Born after World War II, NATO linked America and Europe not just in a mutual defense pledge but in advancing democratic governance, the rule of law, civil and human rights, and an increasingly open international economy….
Across seven decades NATO has invoked its Article 5 mutual defense commitment only once: to rally to the defense of the United States after the attacks of 9/11. Even today, the armed forces of 39 countries are serving, and sometimes dying, with American troops in Afghanistan.
More than 70 (NATO and non-NATO) countries are part of the U.S.-led fight against the Islamic State; two dozen countries have joined a global counterterrorism initiative.
In short, NATO remains central to major American national security initiatives in a world shaken by the rise of an increasingly assertive China, the expansion of competing power centers from India to Saudi Arabia, the surge of migration from the Middle East and Africa and the dislocations caused by globalization.
Yet NATO is being weakened from within — by members’ failure to spend enough on defense; by the rise of nationalism and authoritarianism, especially in Turkey, Hungary and Poland; and perhaps most of all, by President Trump, who seems to prefer President Vladimir Putin of Russia to America’s European allies.
NATO has always depended on leadership from the United States, the world’s biggest economy and most lethal military power.
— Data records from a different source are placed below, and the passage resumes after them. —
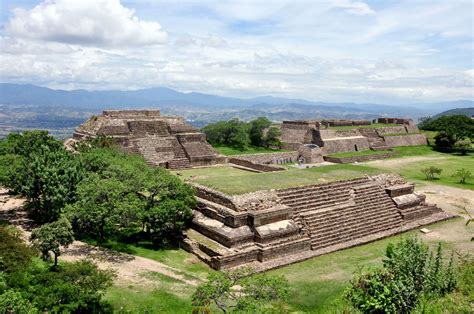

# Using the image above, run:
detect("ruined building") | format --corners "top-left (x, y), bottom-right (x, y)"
top-left (184, 174), bottom-right (452, 271)
top-left (73, 110), bottom-right (225, 169)
top-left (281, 118), bottom-right (427, 155)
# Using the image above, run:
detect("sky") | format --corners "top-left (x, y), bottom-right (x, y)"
top-left (0, 0), bottom-right (474, 104)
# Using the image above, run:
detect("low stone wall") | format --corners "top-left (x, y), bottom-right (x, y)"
top-left (232, 151), bottom-right (299, 165)
top-left (383, 134), bottom-right (428, 147)
top-left (323, 136), bottom-right (370, 155)
top-left (229, 158), bottom-right (285, 172)
top-left (324, 151), bottom-right (396, 164)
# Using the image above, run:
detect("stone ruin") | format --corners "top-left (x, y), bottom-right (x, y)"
top-left (73, 110), bottom-right (225, 169)
top-left (183, 174), bottom-right (452, 271)
top-left (280, 118), bottom-right (427, 155)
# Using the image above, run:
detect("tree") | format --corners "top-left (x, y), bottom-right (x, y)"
top-left (193, 269), bottom-right (289, 313)
top-left (0, 131), bottom-right (83, 222)
top-left (249, 117), bottom-right (272, 147)
top-left (420, 166), bottom-right (443, 180)
top-left (345, 238), bottom-right (456, 313)
top-left (434, 131), bottom-right (456, 152)
top-left (265, 126), bottom-right (282, 148)
top-left (453, 168), bottom-right (473, 184)
top-left (31, 218), bottom-right (74, 268)
top-left (420, 115), bottom-right (474, 142)
top-left (454, 140), bottom-right (471, 156)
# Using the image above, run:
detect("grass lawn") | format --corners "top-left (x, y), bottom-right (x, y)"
top-left (329, 123), bottom-right (401, 130)
top-left (214, 146), bottom-right (288, 156)
top-left (106, 218), bottom-right (474, 313)
top-left (328, 150), bottom-right (386, 158)
top-left (180, 164), bottom-right (381, 195)
top-left (363, 146), bottom-right (474, 190)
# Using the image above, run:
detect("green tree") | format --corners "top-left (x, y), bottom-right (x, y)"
top-left (420, 166), bottom-right (443, 180)
top-left (30, 218), bottom-right (74, 268)
top-left (249, 117), bottom-right (272, 147)
top-left (1, 131), bottom-right (83, 222)
top-left (193, 269), bottom-right (289, 313)
top-left (453, 168), bottom-right (472, 184)
top-left (421, 115), bottom-right (474, 142)
top-left (434, 131), bottom-right (456, 152)
top-left (265, 126), bottom-right (282, 148)
top-left (345, 238), bottom-right (456, 313)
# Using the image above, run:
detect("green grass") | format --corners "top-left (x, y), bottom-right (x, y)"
top-left (329, 123), bottom-right (401, 130)
top-left (180, 164), bottom-right (380, 195)
top-left (328, 150), bottom-right (386, 158)
top-left (214, 146), bottom-right (288, 156)
top-left (364, 146), bottom-right (474, 190)
top-left (270, 218), bottom-right (474, 313)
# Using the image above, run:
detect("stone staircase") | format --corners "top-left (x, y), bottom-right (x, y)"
top-left (278, 178), bottom-right (403, 250)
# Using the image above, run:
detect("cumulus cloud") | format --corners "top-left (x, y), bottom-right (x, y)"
top-left (5, 0), bottom-right (167, 46)
top-left (333, 0), bottom-right (375, 15)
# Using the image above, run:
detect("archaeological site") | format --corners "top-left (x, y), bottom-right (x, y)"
top-left (74, 110), bottom-right (452, 270)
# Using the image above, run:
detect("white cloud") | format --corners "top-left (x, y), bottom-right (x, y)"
top-left (5, 0), bottom-right (167, 46)
top-left (333, 0), bottom-right (375, 15)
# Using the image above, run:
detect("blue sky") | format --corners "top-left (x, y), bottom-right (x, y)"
top-left (0, 0), bottom-right (474, 104)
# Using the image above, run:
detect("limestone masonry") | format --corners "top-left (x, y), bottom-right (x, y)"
top-left (73, 110), bottom-right (225, 169)
top-left (184, 174), bottom-right (452, 271)
top-left (281, 118), bottom-right (427, 155)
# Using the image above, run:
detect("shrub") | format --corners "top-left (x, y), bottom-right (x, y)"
top-left (345, 238), bottom-right (456, 313)
top-left (453, 168), bottom-right (472, 184)
top-left (420, 166), bottom-right (443, 180)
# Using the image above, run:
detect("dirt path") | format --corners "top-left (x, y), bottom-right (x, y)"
top-left (0, 189), bottom-right (199, 286)
top-left (360, 156), bottom-right (443, 169)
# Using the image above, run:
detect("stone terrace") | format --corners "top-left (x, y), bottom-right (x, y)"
top-left (184, 174), bottom-right (451, 270)
top-left (73, 110), bottom-right (225, 169)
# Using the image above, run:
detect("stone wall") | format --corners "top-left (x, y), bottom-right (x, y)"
top-left (322, 137), bottom-right (370, 155)
top-left (102, 109), bottom-right (160, 118)
top-left (383, 134), bottom-right (428, 147)
top-left (324, 152), bottom-right (396, 164)
top-left (232, 151), bottom-right (299, 164)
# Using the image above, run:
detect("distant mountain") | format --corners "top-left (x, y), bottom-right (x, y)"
top-left (433, 107), bottom-right (474, 118)
top-left (0, 83), bottom-right (474, 136)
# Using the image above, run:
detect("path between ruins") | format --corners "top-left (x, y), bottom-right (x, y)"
top-left (0, 189), bottom-right (200, 287)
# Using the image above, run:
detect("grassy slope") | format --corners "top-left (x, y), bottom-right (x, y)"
top-left (180, 164), bottom-right (380, 194)
top-left (106, 218), bottom-right (474, 313)
top-left (214, 146), bottom-right (287, 156)
top-left (370, 146), bottom-right (474, 190)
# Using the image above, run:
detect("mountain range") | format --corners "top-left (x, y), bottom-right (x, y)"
top-left (0, 83), bottom-right (474, 136)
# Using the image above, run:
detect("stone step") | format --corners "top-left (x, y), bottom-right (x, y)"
top-left (309, 213), bottom-right (402, 234)
top-left (276, 178), bottom-right (370, 197)
top-left (311, 224), bottom-right (399, 250)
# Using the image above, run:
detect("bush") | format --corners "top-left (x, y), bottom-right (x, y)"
top-left (453, 168), bottom-right (472, 184)
top-left (420, 166), bottom-right (443, 180)
top-left (345, 238), bottom-right (456, 313)
top-left (434, 131), bottom-right (456, 152)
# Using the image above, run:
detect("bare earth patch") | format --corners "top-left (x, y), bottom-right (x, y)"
top-left (0, 190), bottom-right (199, 287)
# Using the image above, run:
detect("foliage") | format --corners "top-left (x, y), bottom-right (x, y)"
top-left (0, 226), bottom-right (35, 274)
top-left (454, 140), bottom-right (471, 156)
top-left (420, 166), bottom-right (443, 180)
top-left (0, 227), bottom-right (114, 313)
top-left (202, 117), bottom-right (281, 151)
top-left (193, 269), bottom-right (289, 313)
top-left (453, 168), bottom-right (473, 184)
top-left (65, 148), bottom-right (195, 242)
top-left (0, 131), bottom-right (83, 222)
top-left (419, 115), bottom-right (474, 142)
top-left (345, 238), bottom-right (456, 313)
top-left (249, 117), bottom-right (272, 147)
top-left (30, 218), bottom-right (74, 267)
top-left (265, 126), bottom-right (282, 148)
top-left (202, 119), bottom-right (250, 150)
top-left (434, 131), bottom-right (456, 152)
Mr. Trump not only doesn’t want to lead the West, he has denigrated the alliance, bullied its leaders and accused NATO and the European Union of exploiting American largess….
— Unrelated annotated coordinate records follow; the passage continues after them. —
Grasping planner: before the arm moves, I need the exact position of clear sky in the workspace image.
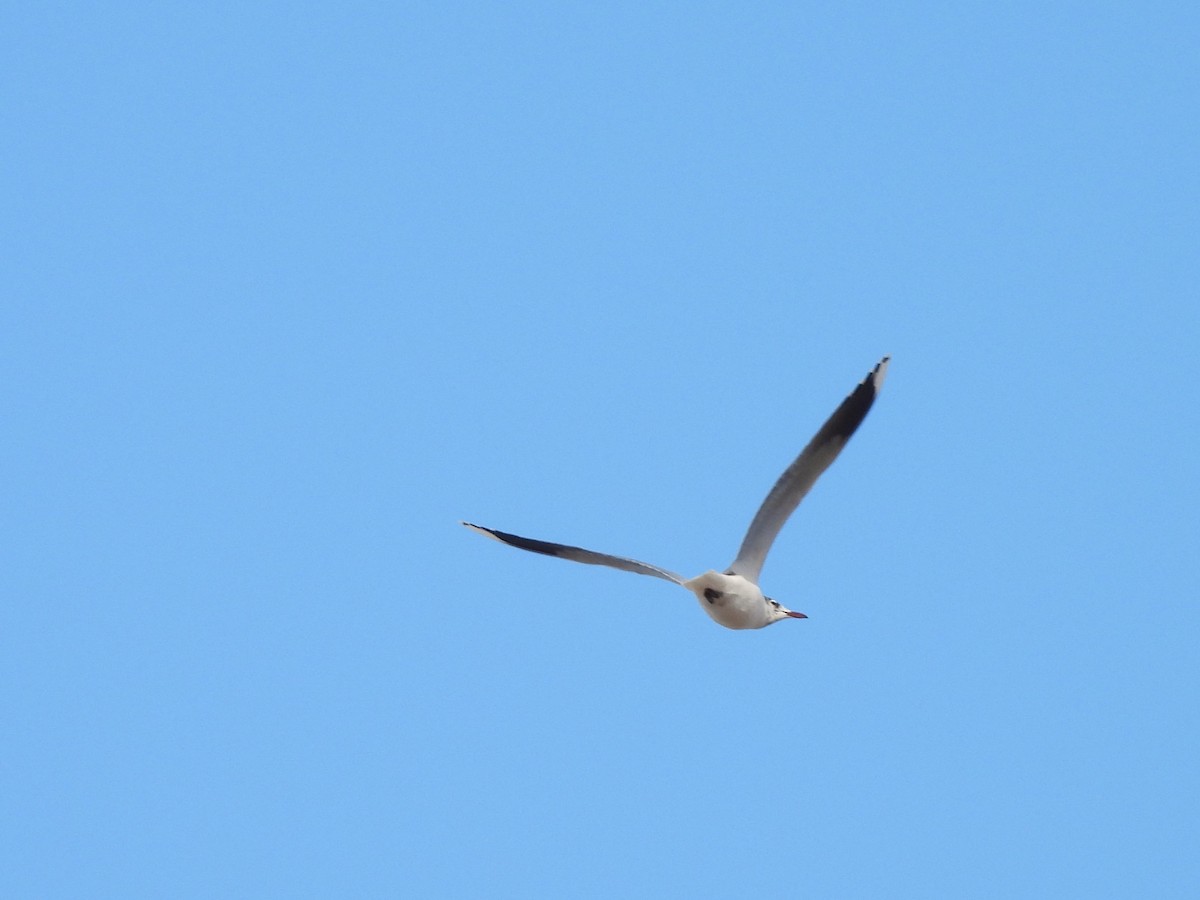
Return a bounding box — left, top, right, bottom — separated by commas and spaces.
0, 1, 1200, 898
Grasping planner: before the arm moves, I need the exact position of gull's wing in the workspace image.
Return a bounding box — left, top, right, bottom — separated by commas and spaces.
463, 522, 683, 584
730, 356, 892, 583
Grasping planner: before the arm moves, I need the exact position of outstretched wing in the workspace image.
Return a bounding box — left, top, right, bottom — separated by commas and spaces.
462, 522, 683, 584
730, 356, 890, 583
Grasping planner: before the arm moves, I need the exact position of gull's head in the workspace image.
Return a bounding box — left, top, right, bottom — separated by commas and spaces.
764, 596, 808, 625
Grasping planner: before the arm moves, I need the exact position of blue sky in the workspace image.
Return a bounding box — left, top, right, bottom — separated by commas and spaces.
0, 2, 1200, 898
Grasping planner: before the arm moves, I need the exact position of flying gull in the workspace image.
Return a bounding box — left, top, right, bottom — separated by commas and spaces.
462, 356, 890, 629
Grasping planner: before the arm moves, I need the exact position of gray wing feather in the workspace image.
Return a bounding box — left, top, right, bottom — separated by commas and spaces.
463, 522, 683, 584
730, 356, 890, 583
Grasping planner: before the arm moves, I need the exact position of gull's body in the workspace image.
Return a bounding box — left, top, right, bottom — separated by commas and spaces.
463, 356, 889, 629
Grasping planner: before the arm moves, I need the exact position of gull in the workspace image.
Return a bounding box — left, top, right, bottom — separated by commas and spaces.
462, 356, 890, 629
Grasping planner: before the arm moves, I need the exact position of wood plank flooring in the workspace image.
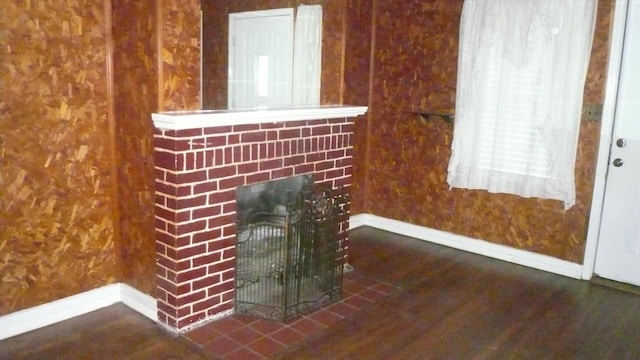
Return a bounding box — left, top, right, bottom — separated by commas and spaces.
0, 228, 640, 359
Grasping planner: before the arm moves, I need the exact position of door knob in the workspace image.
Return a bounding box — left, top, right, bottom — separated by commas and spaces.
613, 158, 624, 167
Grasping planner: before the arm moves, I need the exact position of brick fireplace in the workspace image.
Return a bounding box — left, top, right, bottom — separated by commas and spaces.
154, 107, 366, 331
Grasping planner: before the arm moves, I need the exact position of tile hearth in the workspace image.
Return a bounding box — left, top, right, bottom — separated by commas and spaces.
184, 270, 399, 360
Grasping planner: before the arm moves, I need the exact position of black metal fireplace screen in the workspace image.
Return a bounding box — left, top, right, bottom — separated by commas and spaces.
235, 179, 347, 321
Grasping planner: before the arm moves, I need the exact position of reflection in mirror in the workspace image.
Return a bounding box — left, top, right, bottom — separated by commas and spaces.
202, 0, 320, 109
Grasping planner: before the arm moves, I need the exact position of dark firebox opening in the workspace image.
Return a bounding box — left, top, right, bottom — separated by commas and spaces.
235, 175, 346, 321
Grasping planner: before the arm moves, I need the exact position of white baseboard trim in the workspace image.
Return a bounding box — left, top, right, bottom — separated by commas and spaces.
0, 284, 158, 340
349, 214, 582, 279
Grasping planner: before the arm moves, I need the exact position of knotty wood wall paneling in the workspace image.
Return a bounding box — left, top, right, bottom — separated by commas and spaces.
202, 0, 346, 109
0, 0, 120, 315
362, 0, 613, 263
343, 0, 374, 214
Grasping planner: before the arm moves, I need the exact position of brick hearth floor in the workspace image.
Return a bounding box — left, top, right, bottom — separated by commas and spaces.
185, 271, 399, 360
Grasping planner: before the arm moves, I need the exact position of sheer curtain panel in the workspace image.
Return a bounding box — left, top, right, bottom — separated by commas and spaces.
447, 0, 597, 209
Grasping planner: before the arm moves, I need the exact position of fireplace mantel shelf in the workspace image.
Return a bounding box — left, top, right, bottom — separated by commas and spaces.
151, 105, 367, 130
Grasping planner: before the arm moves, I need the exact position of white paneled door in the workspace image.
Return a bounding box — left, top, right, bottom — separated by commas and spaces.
594, 0, 640, 286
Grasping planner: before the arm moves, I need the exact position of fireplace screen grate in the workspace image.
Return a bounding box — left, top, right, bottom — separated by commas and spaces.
235, 184, 346, 321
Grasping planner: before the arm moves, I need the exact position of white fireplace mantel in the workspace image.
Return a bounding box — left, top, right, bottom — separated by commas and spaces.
151, 105, 367, 130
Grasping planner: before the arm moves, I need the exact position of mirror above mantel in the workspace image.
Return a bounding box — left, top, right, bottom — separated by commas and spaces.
201, 0, 346, 109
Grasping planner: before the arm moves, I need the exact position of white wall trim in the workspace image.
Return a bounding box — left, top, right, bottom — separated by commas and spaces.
0, 284, 158, 340
120, 284, 158, 322
349, 214, 582, 279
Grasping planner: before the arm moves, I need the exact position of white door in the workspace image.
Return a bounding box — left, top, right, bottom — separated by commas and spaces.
594, 0, 640, 285
228, 9, 293, 109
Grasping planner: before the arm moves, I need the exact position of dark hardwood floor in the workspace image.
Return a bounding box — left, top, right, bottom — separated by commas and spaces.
0, 228, 640, 359
0, 304, 213, 360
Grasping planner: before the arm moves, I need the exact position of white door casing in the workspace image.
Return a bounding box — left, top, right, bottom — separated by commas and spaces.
585, 0, 640, 285
228, 8, 293, 109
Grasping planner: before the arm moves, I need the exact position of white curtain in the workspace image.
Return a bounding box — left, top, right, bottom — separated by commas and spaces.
447, 0, 597, 209
293, 5, 322, 105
Mr. Trump is burning up all the credit the United States has accrued with our allies across decades by attacking the basis of this alliance, if not the very idea of any alliance — thus, deliberately or not, doing the bidding of Mr. Putin in his quest to divide the West.
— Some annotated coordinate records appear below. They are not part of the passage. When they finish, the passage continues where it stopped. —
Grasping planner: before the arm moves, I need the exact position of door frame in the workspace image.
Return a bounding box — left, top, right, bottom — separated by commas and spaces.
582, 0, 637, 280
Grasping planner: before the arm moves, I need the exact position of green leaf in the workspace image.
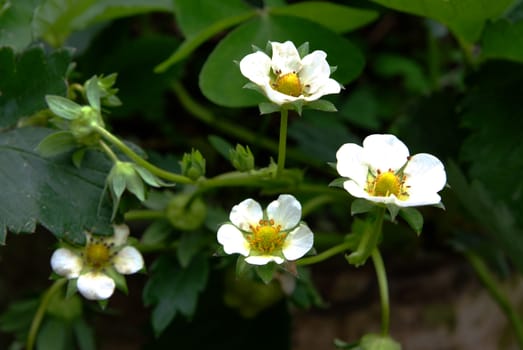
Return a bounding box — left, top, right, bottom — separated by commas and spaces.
0, 298, 39, 340
177, 231, 209, 268
73, 318, 96, 350
481, 19, 523, 63
155, 0, 256, 73
174, 0, 253, 37
0, 128, 112, 244
208, 135, 234, 159
373, 0, 514, 43
372, 54, 430, 94
0, 47, 71, 127
140, 220, 172, 246
399, 208, 423, 236
254, 261, 278, 284
200, 15, 364, 107
45, 95, 82, 120
36, 131, 78, 158
36, 317, 72, 350
304, 100, 338, 112
143, 255, 209, 336
33, 0, 172, 47
269, 1, 378, 33
0, 0, 41, 50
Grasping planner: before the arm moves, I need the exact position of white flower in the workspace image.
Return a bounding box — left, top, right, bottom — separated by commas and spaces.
240, 41, 341, 105
51, 225, 144, 300
336, 135, 447, 207
218, 194, 314, 265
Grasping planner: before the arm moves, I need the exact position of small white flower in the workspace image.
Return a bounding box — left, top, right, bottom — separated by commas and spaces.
336, 135, 447, 207
240, 41, 341, 105
51, 225, 144, 300
218, 194, 314, 265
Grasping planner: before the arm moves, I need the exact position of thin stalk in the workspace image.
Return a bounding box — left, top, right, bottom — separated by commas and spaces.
171, 81, 325, 170
100, 140, 120, 163
465, 251, 523, 349
371, 248, 390, 336
25, 278, 67, 350
96, 126, 193, 184
276, 108, 289, 176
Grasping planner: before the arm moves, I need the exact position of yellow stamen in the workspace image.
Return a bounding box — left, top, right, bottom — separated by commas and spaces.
367, 169, 409, 200
85, 242, 111, 269
271, 72, 303, 97
247, 220, 287, 254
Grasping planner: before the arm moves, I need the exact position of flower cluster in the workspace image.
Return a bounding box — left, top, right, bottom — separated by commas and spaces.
218, 194, 314, 265
51, 225, 144, 300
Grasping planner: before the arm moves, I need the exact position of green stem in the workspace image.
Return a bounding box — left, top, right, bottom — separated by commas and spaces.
276, 108, 289, 176
171, 81, 325, 170
296, 241, 354, 266
371, 247, 390, 336
465, 251, 523, 349
96, 126, 193, 184
100, 140, 120, 163
26, 278, 67, 350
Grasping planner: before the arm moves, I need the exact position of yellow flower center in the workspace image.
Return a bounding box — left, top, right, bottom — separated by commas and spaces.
247, 219, 287, 254
85, 242, 111, 269
367, 169, 409, 200
271, 72, 303, 97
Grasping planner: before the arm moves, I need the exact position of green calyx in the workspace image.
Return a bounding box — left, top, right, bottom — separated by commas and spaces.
69, 106, 104, 146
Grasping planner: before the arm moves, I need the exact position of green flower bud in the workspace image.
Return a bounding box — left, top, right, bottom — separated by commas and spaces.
180, 149, 205, 180
69, 106, 104, 146
229, 144, 254, 171
359, 334, 401, 350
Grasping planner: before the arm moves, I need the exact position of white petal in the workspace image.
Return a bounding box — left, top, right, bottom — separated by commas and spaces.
336, 143, 369, 187
245, 255, 285, 265
218, 224, 251, 256
113, 246, 144, 275
271, 41, 302, 74
343, 180, 371, 199
363, 134, 409, 171
111, 224, 129, 247
267, 194, 301, 231
229, 198, 263, 231
240, 51, 271, 86
404, 153, 447, 196
51, 248, 83, 278
299, 50, 330, 94
282, 224, 314, 261
397, 193, 441, 207
304, 79, 341, 101
76, 272, 115, 300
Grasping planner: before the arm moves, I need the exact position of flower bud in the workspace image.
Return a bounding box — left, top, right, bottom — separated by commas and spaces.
229, 144, 254, 171
180, 149, 205, 180
70, 106, 104, 146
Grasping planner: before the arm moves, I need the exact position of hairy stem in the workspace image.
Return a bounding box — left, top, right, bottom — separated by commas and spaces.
25, 278, 67, 350
371, 247, 390, 336
276, 108, 289, 176
96, 126, 193, 184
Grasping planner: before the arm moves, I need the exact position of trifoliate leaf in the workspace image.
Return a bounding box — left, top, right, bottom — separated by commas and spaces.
45, 95, 82, 120
0, 127, 113, 244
“NATO can withstand four years under Trump,” one former NATO ambassador said in an interview. “I don’t think we’ll withstand eight….”
At this week’s gathering, the result that matters most is a firm and convincing commitment to a strong NATO, ready to contribute to stability today, and to adapt to future challenges. With no coherent vision of his own to make Americans, and democracy generally, more secure in a world without NATO, Mr. Trump would do well to make that commitment, and honor the friends we have.